Controlling personalny i analityka HR

Benchmarking (jakościowy) i badania (społeczne) w organizacji w obliczu "pełzającej" pandemii.

Powoli wszyscy przyzwyczajamy się do życia i działania w sytuacji zagrożenia pandemicznego. Dotyczy to zarówno indywidualnych osób, całych organizacji, jak i systemu polityczno-gospodarczego i społecznego. Jednak doniesienia o pandemii w naszej codziennej rzeczywistości nie mijają, zagrożenie wciąż jest realne. Ograniczenia w mniejszym lub większym stopniu komplikują życie osobiste, ale również zawodowe nas wszystkich. Trudno nawet opisać sytuację tych, którzy stanęli w obliczu choroby swojej lub bliskich lub też stracili źródło utrzymania. Martwią też losy firm, które muszą zamykać działalność w obliczu zagrożenia sanitarnego lub utraty klientów.

W obliczu pierwszego zagrożenia HR-owcy zwarli szyki, wymieniali się wiedzą, pomysłami i doświadczeniem, jak radzić sobie w obliczu nowych wyzwań, przepisów i obostrzeń oraz poradzić sobie z różnymi wyzwaniami, zarówno biznesowymi, jak i związanymi z reakcją ludzi na te wyzwania. Wiele e-booków, artykułów, konferencji on-line, a także zwykłych postów w mediach społecznościowych pokazało, iż w obliczu nowej sytuacji wspólne działanie pomaga przezwyciężyć negatywne emocje, lepiej się zorganizować i pomóc organizacjom i pracownikom przejść prze ten trudny okres. Społeczność Akademii Leona Koźmińskiego znacznie te wspólne działania wspierała.

Eksperci zwracają uwagę, że w obliczu zbliżania się sezonu jesienno–zimowego nakładanie się zwykle występujących infekcji z koronawirusem może skomplikować sytuację i doprowadzić do trzeciej, jesiennej fazy pandemii, której rozwój i nasilenie trudno jest przewidzieć. Być może zatem organizacje oraz zwykli ludzie znowu staną przed nieznanymi wyzwaniami.

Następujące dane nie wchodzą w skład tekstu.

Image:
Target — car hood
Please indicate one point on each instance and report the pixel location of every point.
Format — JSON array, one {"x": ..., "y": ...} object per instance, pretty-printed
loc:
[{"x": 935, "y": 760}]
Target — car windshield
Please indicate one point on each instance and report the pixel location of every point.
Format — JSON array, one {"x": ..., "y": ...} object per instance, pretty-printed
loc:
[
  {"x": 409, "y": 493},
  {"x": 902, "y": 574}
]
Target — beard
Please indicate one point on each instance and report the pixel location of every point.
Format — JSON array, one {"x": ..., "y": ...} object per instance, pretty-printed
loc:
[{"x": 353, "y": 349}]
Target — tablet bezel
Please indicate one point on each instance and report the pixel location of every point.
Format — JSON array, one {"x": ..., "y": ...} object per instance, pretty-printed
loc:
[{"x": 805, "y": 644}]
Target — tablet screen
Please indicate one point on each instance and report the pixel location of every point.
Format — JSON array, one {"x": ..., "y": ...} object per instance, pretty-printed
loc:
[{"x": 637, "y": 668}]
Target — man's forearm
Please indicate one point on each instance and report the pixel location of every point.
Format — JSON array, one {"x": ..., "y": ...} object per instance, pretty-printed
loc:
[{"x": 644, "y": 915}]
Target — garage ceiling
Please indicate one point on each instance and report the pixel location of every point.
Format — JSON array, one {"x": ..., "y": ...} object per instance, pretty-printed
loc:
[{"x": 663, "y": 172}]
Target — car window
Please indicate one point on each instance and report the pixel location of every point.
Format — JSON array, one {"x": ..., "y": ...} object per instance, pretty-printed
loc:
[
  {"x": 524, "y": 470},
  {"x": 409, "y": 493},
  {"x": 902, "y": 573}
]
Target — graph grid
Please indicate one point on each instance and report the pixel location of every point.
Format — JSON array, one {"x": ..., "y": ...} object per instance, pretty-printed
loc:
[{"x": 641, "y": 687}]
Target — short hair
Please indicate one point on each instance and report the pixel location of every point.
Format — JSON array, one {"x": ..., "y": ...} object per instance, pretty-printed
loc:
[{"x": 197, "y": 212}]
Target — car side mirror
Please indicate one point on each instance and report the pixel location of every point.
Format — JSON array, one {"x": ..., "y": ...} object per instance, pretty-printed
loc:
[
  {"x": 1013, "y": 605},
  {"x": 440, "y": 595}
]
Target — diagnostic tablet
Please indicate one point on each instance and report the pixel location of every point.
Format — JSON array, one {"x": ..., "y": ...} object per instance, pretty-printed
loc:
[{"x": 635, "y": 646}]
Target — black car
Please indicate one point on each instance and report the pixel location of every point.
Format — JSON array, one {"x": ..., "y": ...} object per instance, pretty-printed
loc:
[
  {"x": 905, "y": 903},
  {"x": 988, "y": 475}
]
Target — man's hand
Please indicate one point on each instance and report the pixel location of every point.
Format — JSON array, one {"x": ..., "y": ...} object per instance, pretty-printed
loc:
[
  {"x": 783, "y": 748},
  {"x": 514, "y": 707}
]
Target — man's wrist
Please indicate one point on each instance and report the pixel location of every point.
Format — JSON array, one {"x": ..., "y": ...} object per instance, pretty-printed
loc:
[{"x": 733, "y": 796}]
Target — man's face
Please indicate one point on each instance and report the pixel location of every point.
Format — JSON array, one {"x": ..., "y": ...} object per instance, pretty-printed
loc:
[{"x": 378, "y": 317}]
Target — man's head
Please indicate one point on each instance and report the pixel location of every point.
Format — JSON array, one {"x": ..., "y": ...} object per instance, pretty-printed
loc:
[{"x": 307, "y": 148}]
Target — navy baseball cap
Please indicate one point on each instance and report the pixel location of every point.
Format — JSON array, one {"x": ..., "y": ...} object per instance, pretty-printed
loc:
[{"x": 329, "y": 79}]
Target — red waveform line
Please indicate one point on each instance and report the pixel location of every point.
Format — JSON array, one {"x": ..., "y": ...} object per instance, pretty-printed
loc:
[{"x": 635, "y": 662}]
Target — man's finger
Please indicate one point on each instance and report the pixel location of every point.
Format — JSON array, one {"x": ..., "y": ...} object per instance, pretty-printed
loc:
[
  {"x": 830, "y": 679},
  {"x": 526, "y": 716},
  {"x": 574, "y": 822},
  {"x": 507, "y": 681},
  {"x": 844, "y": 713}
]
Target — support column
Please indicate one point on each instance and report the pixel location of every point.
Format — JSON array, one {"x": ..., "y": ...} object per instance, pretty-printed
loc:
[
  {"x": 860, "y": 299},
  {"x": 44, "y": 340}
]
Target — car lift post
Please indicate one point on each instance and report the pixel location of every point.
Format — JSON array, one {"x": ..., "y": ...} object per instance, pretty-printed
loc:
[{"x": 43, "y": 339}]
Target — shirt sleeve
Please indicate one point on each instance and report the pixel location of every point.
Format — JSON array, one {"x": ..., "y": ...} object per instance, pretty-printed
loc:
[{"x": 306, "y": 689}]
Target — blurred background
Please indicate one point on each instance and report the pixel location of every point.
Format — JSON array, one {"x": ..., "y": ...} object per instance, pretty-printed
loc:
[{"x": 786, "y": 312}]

W takim czasie pracownicy zespołów personalnych powinni pamiętać, iż istotne jest zarządzanie ciągłością realizacji biznesu, ale również zajęcie się, a więc i zarządzanie, potrzebami pracowników, którzy tę ciągłość zapewniają. Żeby czymś zarządzać, należy najpierw dobrze rozpoznać wyzwania. Zanim przejdziemy do technicznej kwestii poznawania wyzwań, warto podkreślić, że w pierwszej i drugiej fali pandemii zostało zaburzone poczucie bezpieczeństwa nas wszystkich. Obawy o stan zdrowia, bezpieczeństwo zatrudnienia oraz sytuację ekonomiczną własną i rodziny spędzały sen z powiek niejednemu z nas, niezależnie od zawodu czy poziomu w hierarchii służbowej, gdyż zarówno choroby, jak i kryzysy dotykają wszystkich. Obawy pracowników związane z tą trzecią fazą pandemii mogą być całkowicie odmienne od fazy wiosennej czy letniej. Mogą być nawet większe, ponieważ po okresie wakacyjnej regeneracji trzeba stanąć przed wyzwaniami generowanymi przez niesprzyjającą zdrowiu i pracy porę roku.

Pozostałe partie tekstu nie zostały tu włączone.